Ticketless travel in BMTC buses drops by 19 percentage

Published: 23rd August 2016 04:04 AM  |   Last Updated: 23rd August 2016 04:04 AM   |  A+A-

BENGALURU: Owing to a string of reforms launched in 2014, the Bangalore Metropolitan Transport Corporation (BMTC) saw a sharp decline in the number ticketless passenger during the period April to March this year. The corporation saw a 19.31% drop in ticketless travel over a year.

Over 1 lakh passengers travelled without tickets last year. As many as 1,05,268 cases were filed against ticketless travellers from April 2015 to March 2016. But in April 2014 and March 2015, as many as 1,30,473 passengers had been fined for ticketless travel.

The number of offenders had started to increase a year before that, 2013-14, with 1,12,560. The BMTC officials, therefore, decided to step in with new measures  in 2014.

“We have been conducting regular checks to catch the defaulting passengers,” said Ekroop Caur, Managing Director, BMTC, Bengaluru. The corporation has formed 20 teams that work on four different shifts.

The corporation has 40 teams, with two members each, to catch offenders  on   festival days and public holidays. The department plans on increasing the number of these teams in the future.  For now, higher officials with the city corporation too have been roped in to lead the line-checking teams.

Ticketless.jpg“In addition to these, we have been taking several other measures to curb ticketless travel by introducing Electronic Ticket machines, Smart Cards and so on,” said Caur.

BMTC officials also owe this decline in ticketless travel to special drives and stringent action against conductors who failed in their duty.

Offenders in the Ranks

BMTC has also taken stringent measures against conductors’ follies. Currently conductors can be booked under three categories of cases — minor offence, where they are penalised with a small fine; Red Mark Case, or RMC, where the conductors have to pay a bigger fine; Outstanding Red Mark Case, or  ORMC, where the person is suspended or dismissed from service.

From April 2012 to March 2013, the BMTC had booked 54,914 cases against conductors.

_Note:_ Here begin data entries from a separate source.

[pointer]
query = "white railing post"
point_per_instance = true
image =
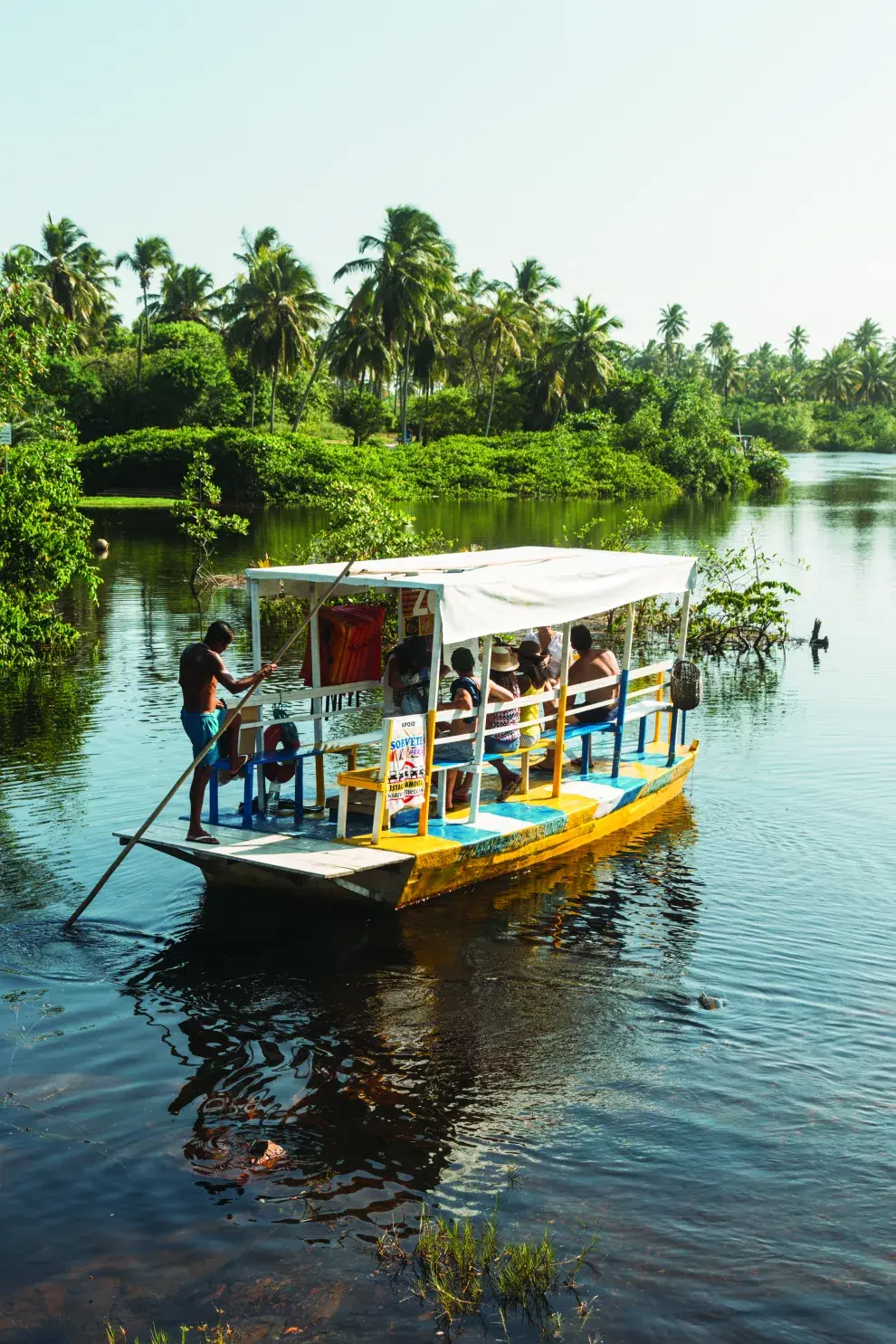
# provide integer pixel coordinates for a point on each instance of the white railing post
(682, 648)
(624, 692)
(685, 617)
(479, 748)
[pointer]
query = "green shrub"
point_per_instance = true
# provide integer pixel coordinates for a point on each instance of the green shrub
(43, 548)
(186, 378)
(789, 427)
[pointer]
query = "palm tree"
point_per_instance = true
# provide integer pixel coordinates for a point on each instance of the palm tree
(782, 383)
(865, 335)
(61, 266)
(835, 376)
(673, 323)
(729, 373)
(148, 255)
(876, 377)
(187, 294)
(265, 238)
(579, 359)
(507, 329)
(796, 343)
(278, 305)
(413, 281)
(22, 281)
(718, 338)
(533, 284)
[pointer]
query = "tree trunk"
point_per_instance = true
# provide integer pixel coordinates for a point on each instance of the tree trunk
(494, 374)
(273, 394)
(405, 377)
(140, 357)
(315, 373)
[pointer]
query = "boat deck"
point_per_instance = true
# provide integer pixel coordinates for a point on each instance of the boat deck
(405, 867)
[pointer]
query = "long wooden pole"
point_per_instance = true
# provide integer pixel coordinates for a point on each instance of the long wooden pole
(190, 769)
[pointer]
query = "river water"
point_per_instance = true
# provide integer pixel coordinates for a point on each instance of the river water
(538, 1041)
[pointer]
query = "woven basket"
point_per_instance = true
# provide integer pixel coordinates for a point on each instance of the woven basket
(685, 686)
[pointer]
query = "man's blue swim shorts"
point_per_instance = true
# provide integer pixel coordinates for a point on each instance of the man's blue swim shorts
(200, 729)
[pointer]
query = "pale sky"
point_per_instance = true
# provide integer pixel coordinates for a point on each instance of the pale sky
(732, 157)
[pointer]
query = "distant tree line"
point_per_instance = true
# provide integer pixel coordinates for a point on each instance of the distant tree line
(415, 346)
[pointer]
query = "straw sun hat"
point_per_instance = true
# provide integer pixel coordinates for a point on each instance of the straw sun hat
(504, 659)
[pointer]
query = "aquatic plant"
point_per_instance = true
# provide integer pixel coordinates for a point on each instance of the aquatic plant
(742, 604)
(469, 1269)
(197, 518)
(218, 1333)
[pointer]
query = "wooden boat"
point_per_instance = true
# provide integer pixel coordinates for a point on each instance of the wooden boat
(405, 848)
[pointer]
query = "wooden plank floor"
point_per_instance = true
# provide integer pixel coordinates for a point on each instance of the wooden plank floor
(307, 855)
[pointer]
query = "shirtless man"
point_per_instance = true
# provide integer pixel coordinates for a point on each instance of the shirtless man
(200, 671)
(591, 665)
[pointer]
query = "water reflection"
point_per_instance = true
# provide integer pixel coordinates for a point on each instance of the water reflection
(362, 1046)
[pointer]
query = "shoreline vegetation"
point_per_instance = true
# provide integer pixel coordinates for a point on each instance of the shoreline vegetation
(424, 382)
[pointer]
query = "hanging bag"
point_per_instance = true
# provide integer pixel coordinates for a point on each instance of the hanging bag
(685, 686)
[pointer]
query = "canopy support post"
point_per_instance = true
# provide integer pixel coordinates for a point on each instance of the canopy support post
(479, 746)
(624, 692)
(255, 618)
(685, 618)
(682, 648)
(562, 710)
(255, 621)
(318, 703)
(435, 670)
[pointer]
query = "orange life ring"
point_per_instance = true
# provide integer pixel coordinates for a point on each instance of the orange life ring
(273, 739)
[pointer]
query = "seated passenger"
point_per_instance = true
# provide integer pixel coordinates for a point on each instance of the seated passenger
(405, 678)
(465, 695)
(591, 665)
(533, 678)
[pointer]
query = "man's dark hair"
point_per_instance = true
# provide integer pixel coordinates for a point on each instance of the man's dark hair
(413, 653)
(462, 660)
(219, 632)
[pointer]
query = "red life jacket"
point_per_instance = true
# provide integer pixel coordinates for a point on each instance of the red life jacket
(274, 739)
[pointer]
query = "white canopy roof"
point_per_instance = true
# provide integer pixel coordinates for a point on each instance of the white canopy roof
(487, 592)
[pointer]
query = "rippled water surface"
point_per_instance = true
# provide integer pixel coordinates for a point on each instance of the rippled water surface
(538, 1039)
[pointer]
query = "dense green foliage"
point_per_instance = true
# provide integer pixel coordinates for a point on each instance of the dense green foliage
(43, 535)
(255, 468)
(799, 426)
(197, 516)
(418, 348)
(43, 548)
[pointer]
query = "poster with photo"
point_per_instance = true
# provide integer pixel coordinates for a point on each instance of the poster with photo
(407, 764)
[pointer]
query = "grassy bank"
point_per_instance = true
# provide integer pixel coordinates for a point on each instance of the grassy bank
(806, 426)
(124, 501)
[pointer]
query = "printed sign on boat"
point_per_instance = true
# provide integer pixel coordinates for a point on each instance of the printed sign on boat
(407, 764)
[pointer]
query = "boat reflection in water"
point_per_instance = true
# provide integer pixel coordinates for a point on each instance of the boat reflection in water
(369, 1047)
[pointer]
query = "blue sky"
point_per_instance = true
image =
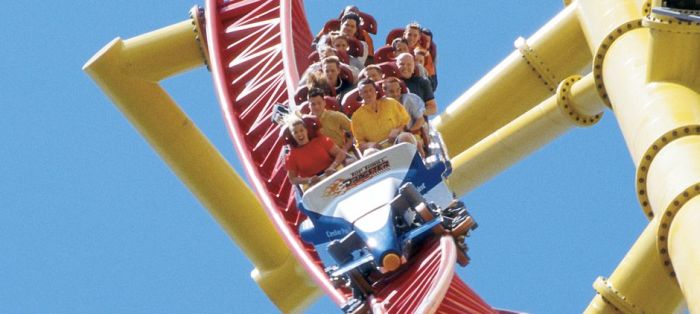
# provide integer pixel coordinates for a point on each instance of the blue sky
(93, 221)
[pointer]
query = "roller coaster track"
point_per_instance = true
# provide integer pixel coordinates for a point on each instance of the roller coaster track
(257, 50)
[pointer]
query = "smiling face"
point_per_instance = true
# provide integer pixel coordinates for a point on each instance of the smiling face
(374, 74)
(349, 28)
(331, 71)
(392, 89)
(412, 35)
(419, 59)
(406, 65)
(401, 47)
(340, 44)
(301, 136)
(317, 105)
(368, 93)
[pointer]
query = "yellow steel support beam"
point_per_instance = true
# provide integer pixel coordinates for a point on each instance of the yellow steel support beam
(129, 71)
(640, 283)
(647, 69)
(524, 79)
(575, 103)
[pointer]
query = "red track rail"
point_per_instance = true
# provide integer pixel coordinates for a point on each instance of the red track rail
(256, 57)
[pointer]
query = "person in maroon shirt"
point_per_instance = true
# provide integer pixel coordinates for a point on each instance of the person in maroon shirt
(310, 158)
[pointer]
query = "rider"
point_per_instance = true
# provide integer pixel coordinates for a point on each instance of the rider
(310, 157)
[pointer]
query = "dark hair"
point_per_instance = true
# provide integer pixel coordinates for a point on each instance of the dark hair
(331, 59)
(367, 81)
(396, 41)
(351, 16)
(316, 91)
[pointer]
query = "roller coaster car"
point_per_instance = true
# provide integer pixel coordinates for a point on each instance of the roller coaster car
(376, 212)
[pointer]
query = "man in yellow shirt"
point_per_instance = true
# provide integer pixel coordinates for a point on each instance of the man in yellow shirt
(379, 123)
(335, 125)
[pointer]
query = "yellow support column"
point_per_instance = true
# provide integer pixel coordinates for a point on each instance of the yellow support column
(576, 103)
(524, 79)
(129, 71)
(628, 288)
(647, 69)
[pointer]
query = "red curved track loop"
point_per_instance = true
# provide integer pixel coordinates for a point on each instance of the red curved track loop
(257, 50)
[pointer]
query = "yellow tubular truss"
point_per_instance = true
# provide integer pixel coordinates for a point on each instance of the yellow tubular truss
(575, 103)
(646, 68)
(129, 72)
(517, 84)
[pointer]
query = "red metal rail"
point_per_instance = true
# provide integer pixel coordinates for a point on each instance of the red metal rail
(257, 50)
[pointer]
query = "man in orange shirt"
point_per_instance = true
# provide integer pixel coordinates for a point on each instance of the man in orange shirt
(379, 123)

The number of cases slipped a notch – to 54,866 – the next year only to increase to 61,516 in 2014-15.

This year, after the department’s drive, number of defaulting conductors have fallen by a fifth to  47,593 cases.

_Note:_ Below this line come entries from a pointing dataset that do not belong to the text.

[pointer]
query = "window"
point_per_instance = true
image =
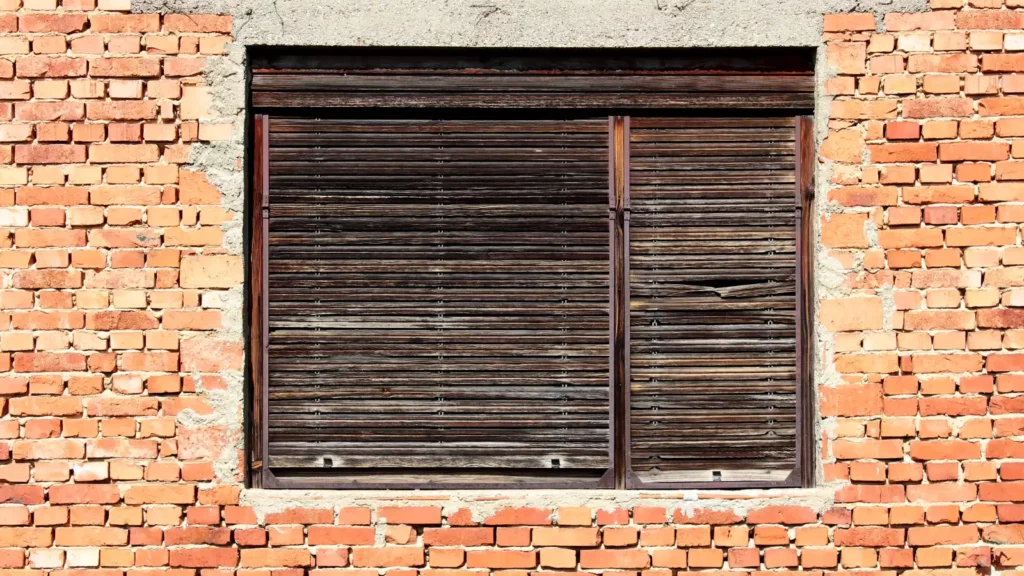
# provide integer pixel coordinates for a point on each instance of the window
(517, 270)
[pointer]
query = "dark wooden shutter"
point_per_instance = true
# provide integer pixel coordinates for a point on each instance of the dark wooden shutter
(545, 79)
(713, 352)
(438, 301)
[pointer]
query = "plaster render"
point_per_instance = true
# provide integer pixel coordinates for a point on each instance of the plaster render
(577, 24)
(597, 24)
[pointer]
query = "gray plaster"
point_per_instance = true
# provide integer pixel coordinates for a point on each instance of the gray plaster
(529, 23)
(483, 503)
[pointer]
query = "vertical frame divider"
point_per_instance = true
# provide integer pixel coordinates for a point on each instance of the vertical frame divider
(259, 298)
(805, 300)
(619, 198)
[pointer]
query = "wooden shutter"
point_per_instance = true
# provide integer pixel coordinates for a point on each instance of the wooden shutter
(714, 393)
(438, 302)
(548, 79)
(439, 299)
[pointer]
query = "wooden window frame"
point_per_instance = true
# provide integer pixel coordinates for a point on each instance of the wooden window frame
(620, 475)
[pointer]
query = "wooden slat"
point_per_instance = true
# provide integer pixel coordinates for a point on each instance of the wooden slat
(438, 303)
(660, 82)
(713, 325)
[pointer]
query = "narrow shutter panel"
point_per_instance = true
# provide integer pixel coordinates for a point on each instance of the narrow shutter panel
(438, 301)
(713, 301)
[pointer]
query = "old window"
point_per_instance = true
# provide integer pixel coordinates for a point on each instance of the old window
(529, 270)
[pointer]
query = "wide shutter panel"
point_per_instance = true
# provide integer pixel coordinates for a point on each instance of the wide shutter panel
(438, 301)
(713, 300)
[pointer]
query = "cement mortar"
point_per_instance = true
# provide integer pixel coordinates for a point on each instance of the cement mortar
(608, 24)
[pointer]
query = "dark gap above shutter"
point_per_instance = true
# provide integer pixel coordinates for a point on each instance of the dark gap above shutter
(713, 272)
(438, 301)
(777, 79)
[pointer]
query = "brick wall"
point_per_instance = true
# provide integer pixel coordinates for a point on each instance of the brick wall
(121, 334)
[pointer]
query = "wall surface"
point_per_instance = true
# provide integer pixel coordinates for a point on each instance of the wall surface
(122, 274)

Counters for Conductors to Get Change

Passengers may file complaint if a conductors fails to pay the balance cost of the ticket saying that they don’t have change. The department provides change and coins from counters at  bus stands and depots. Conductors can collect change if they run out of it from these counters. “Passengers can file a complaint with the BMTC if a conductor fails to give them the balance amount with the ticket. They can also approach depot managers, traffic managers and divisional traffic office” said  Jayaprakash L, chief security and vigillance officer, BMTC.